Acceptant globalement la politique étrangère initiée par les précédents gouvernements, le parti socialiste s'est rallié à l'Union européenne - et à ses multiples exigences - trouvant à ce nouvel horizon prometteur une alternative à la traditionnelle « amitié » avec la Russie. Sur le plan économique, le libéralisme débridé de l'économie de marché - imposé par la mise en œuvre de l'acquis communautaire - est largement maîtrisé par les représentants de l'ancienne nomenklatura. Il est tempéré par un « discours social », plus affiché que véritablement mis en application. C'est ce « virage à droite », politique pour ne pas dire idéologique, qui est à l'origine de la montée en puissance d'une tendance « plus à gauche » au sein du parti et qui pourrait laisser planer quelques craintes sur son unité à moyen terme.

Initiée récemment par des personnalités comme A. Lilov, Y. Stoïlov, G. Bojinov ou K. Premianov, une « volonté de rupture » est apparue au grand jour. Pour certains spécialistes du parti socialiste, c'est l'un des signes du manque de structuration de la gauche bulgare. Depuis quinze ans, le parti a réussi à maintenir son unité, « l'esprit de famille » - pour ne pas dire de « clan » - faisant cohabiter ensemble, pour l'intérêt bien compris de tous, les représentants de plusieurs mouvances politiques : social-démocrate, socialiste et communiste.
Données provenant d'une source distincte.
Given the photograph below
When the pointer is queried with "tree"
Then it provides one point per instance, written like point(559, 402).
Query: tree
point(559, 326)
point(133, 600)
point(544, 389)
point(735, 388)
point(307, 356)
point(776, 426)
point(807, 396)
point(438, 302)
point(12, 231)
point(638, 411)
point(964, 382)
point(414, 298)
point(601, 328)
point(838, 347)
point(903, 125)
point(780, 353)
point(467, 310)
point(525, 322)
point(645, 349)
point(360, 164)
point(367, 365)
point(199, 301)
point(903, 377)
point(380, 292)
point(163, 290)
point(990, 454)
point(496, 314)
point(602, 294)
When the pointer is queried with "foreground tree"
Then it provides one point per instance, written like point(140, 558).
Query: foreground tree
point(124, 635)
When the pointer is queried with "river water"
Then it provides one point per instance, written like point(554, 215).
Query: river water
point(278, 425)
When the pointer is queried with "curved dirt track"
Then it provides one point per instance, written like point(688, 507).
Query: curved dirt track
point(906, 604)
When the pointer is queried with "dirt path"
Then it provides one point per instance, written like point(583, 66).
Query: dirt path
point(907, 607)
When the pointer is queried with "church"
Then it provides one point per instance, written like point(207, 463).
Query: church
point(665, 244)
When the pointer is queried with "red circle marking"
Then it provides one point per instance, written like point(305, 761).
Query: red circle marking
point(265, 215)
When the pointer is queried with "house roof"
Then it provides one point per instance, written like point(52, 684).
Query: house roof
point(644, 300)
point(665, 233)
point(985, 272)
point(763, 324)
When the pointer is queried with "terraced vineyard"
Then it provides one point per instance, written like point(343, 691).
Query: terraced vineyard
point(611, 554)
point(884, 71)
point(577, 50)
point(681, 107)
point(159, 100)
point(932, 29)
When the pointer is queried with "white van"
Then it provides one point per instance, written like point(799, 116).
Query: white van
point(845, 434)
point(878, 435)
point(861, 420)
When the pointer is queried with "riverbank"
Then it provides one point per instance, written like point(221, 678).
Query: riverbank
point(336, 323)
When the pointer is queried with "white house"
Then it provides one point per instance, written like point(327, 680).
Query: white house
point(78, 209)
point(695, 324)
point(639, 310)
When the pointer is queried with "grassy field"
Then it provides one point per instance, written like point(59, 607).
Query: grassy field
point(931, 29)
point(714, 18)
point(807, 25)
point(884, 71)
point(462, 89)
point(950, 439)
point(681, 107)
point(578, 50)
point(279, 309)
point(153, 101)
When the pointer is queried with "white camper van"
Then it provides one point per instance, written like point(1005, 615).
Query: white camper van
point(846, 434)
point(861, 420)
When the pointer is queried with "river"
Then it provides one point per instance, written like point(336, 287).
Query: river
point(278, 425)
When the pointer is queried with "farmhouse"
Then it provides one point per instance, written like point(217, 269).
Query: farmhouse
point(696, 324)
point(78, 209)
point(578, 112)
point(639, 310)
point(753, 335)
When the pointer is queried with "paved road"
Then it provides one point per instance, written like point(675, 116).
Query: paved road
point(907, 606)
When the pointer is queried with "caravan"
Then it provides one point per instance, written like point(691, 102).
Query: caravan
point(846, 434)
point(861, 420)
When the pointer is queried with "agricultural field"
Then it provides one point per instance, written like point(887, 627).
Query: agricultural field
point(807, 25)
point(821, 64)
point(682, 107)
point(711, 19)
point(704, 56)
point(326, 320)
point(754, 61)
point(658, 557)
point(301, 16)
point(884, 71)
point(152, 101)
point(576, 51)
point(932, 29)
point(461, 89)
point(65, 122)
Pour l'instant, la position qui consiste à se cantonner « à gauche du parti, mais dans le parti » est une solution doublement avantageuse dans la mesure où, d'une part, les risques de perdre des postes de responsabilité sont peu élevés et, d'autre part, cette position ne nuit pas à la crédibilité de leur discours chez les militants : si l'on gagne, c'est grâce à la pertinence de nos critiques, si l'on perd, c'est que l'on ne nous aura pas suffisamment écouté ! Jusqu'à quand durera ce « grand écart » au sein du parti ? L'usure du pouvoir et les inévitables et dures réalités économiques et sociales, inhérentes à l'entrée de la Bulgarie dans l'UE, pourraient conduire à des changements au sein de la gauche. Quelques optimistes dans le camp de la droite espère que ce qui s'est passé ailleurs en Europe centrale puisse se réaliser également en Bulgarie.

La candidature du vieux général Petrov - tel un « bon berger » du troupeau - n'aurait finalement pour objectif que de ramener au bercail les brebis communistes égarées en 2005 du côté d'Ataka et d'affaiblir ce mouvement qui deviendrait alors plus classiquement « d'extrême droite » !Iln'estpasnonplusinterditde penser que quelques « intérêts économiques amis » jouent avec cette candidature une carte d'influence interne.

L'implication de l'Union européenne

L'Union européenne a remarquablement su jouer de son influence depuis quelques mois. Par quelques signaux, parfois directs, parfois discrets, elle semble même avoir choisi son camp : celui de la plus grande stabilité politique possible en Bulgarie. Force est de constater que la Droite n'offre pas cette alternative aujourd'hui ! Après avoir fermement mis l'épée dans les reins du Premier ministre socialiste, le 16 mai 2006, par la publication d'un rapport intermédiaire menaçant, la décision annoncée le 26 septembre de faire rentrer la Bulgarie le 1er janvier 2007 indique qu'elle prend acte de la volonté politique du gouvernement de coalition de mettre en accord ses paroles sur la plan extérieur avec ses actes sur le plan intérieur.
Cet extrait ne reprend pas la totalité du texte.